Multinational pharmaceutical companies are increasingly choosing Algeria as a base for their regional headquarters, despite the complexities of the local market. The representatives of Lilly, bioMérieux and Abbott in Algeria tell us why.

As geographically the largest country in Africa, Algeria stands out, as does its universal healthcare system which bears the bureaucratic legacy of its French colonial past. Furthermore, prohibitive joint venture rules, frequent state interference and market unpredictability can make investing in Algeria seem like a risky decision.

“Algeria has traditionally not always been considered the obvious location for situating a regional office, but though a multitude of administrative and logistical hurdles remain, the logic for doing so is becoming ever-more apparent,” explains Doria Oughlis, Lilly’s general manager for North West Africa.

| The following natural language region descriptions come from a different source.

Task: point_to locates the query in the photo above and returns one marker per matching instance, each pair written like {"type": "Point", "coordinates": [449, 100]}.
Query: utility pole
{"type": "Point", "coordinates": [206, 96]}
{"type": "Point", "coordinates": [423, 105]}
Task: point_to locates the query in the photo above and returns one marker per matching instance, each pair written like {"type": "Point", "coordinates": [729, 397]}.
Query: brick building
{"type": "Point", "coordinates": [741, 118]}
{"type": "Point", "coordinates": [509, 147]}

As soon as you start to factor in the rapid population growth and the epidemiological shift, then the envelope of opportunity to get involved with this market is immense.

Doria Oughlis, Lilly

“Firstly, the market is growing at a frenetic pace, which is certainly not the case in either Morocco or Tunisia or even much of Europe for that matter. As soon as you start to factor in the rapid population growth and the epidemiological shift, then the envelope of opportunity to get involved with this market is immense. Moreover, Algeria is also very much an outlier within its region when it comes to the willingness on the part of the state to engage in public-private partnerships. The hard-nosed fact is that we don’t have public-private partnerships (PPPs) on issues like patient and practitioner education in the other North West Africa cluster states and it is testament to the vision of the Algerian Ministry of Health that we are able to roll out such programs here,” she continues.

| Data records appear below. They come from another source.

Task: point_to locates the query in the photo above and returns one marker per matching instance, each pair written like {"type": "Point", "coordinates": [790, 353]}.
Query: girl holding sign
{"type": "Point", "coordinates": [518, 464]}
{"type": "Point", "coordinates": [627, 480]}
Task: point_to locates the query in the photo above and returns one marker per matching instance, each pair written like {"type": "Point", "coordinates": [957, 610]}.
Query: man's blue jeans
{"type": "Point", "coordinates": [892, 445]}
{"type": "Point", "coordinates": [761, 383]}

“Making Algeria the sub-regional hub has its advantages and disadvantages. Traditionally, many MNCs have regarded the comparatively open and liberalized economies of Tunisia and Morocco as more welcoming to foreign investment and more aligned with international norms so have preferred to place their headquarters there. However, we saw things rather differently,” recounts bioMérieux’s area business manager for the Maghreb, Nadia Oka-Bousbia. “The sheer size of the Algerian market, the volume of entrepreneurial opportunities and maturity of the public health system all render it strategically and commercially interesting and present a pretty compelling business case.”

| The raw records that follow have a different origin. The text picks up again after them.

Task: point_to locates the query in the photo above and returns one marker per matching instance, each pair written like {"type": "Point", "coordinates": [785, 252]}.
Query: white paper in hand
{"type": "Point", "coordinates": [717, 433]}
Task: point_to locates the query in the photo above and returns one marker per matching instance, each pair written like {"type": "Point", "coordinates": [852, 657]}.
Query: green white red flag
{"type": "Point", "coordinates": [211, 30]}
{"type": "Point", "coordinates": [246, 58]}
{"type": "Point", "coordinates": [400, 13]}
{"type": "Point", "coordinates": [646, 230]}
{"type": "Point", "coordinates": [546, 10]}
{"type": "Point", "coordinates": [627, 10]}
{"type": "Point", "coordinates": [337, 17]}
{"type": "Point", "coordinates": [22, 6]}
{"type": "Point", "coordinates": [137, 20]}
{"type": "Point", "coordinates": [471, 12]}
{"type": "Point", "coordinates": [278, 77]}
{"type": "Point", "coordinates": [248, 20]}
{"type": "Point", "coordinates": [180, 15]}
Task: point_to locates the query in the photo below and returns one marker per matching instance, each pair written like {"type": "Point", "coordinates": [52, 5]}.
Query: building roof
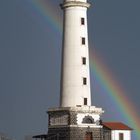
{"type": "Point", "coordinates": [116, 126]}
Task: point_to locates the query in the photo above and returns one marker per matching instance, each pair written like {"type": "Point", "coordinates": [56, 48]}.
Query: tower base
{"type": "Point", "coordinates": [75, 123]}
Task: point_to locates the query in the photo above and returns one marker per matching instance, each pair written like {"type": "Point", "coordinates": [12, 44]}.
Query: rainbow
{"type": "Point", "coordinates": [46, 10]}
{"type": "Point", "coordinates": [105, 79]}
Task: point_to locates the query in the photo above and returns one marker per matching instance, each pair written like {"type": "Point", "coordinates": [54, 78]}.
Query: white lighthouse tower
{"type": "Point", "coordinates": [75, 118]}
{"type": "Point", "coordinates": [75, 84]}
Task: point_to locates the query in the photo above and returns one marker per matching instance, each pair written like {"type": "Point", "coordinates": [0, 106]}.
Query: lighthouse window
{"type": "Point", "coordinates": [121, 136]}
{"type": "Point", "coordinates": [82, 21]}
{"type": "Point", "coordinates": [84, 81]}
{"type": "Point", "coordinates": [84, 60]}
{"type": "Point", "coordinates": [85, 101]}
{"type": "Point", "coordinates": [83, 41]}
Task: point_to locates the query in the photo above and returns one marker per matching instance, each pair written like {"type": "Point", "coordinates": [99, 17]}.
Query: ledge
{"type": "Point", "coordinates": [74, 4]}
{"type": "Point", "coordinates": [80, 109]}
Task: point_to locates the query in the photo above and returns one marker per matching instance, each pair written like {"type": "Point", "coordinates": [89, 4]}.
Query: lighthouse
{"type": "Point", "coordinates": [75, 118]}
{"type": "Point", "coordinates": [75, 81]}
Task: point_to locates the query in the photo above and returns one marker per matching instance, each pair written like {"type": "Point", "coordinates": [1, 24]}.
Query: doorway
{"type": "Point", "coordinates": [88, 136]}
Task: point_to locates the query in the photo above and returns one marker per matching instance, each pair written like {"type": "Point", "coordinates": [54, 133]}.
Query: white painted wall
{"type": "Point", "coordinates": [73, 91]}
{"type": "Point", "coordinates": [115, 134]}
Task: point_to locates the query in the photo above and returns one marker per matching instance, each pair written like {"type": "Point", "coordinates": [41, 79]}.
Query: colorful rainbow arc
{"type": "Point", "coordinates": [47, 11]}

Abbott’s Francophone Africa Cluster head, Mohamed Benali Khoudja has come to the same conclusion. “From a business standpoint, it’s a no brainer to build the greatest presence in the largest market, which, for us, is Algeria by quite some way. The country today represents some 45 percent of our French African market sales alone with a turnover surpassing 35 million and is the uncontested mega-market in the region: not only in terms of size, but also in terms of strategic relevance as the interface between north and south.”

Then there is also the argument that Algeria requires a more embedded presence precisely because of the intricacies and complexities of this mammoth, but technically difficult marketplace. “We calculate that our stronger presence on the ground here in Algeria generates greater added value. This is not the sort of place where you can direct things remotely from afar. It is essential to be physically present to fully understand the local dynamics and engage with right people. Because this is a complicated market it, quite naturally, requires extra attention. For example, Algerian market access issues take up approximately 75 percent of the entire regulatory affairs workload of bioMérieux North Africa, therefore it is logical to want to base the area’s regulatory affairs resources in Algiers rather than in Tunis or Casablanca,” reasons Oka-Bousbia.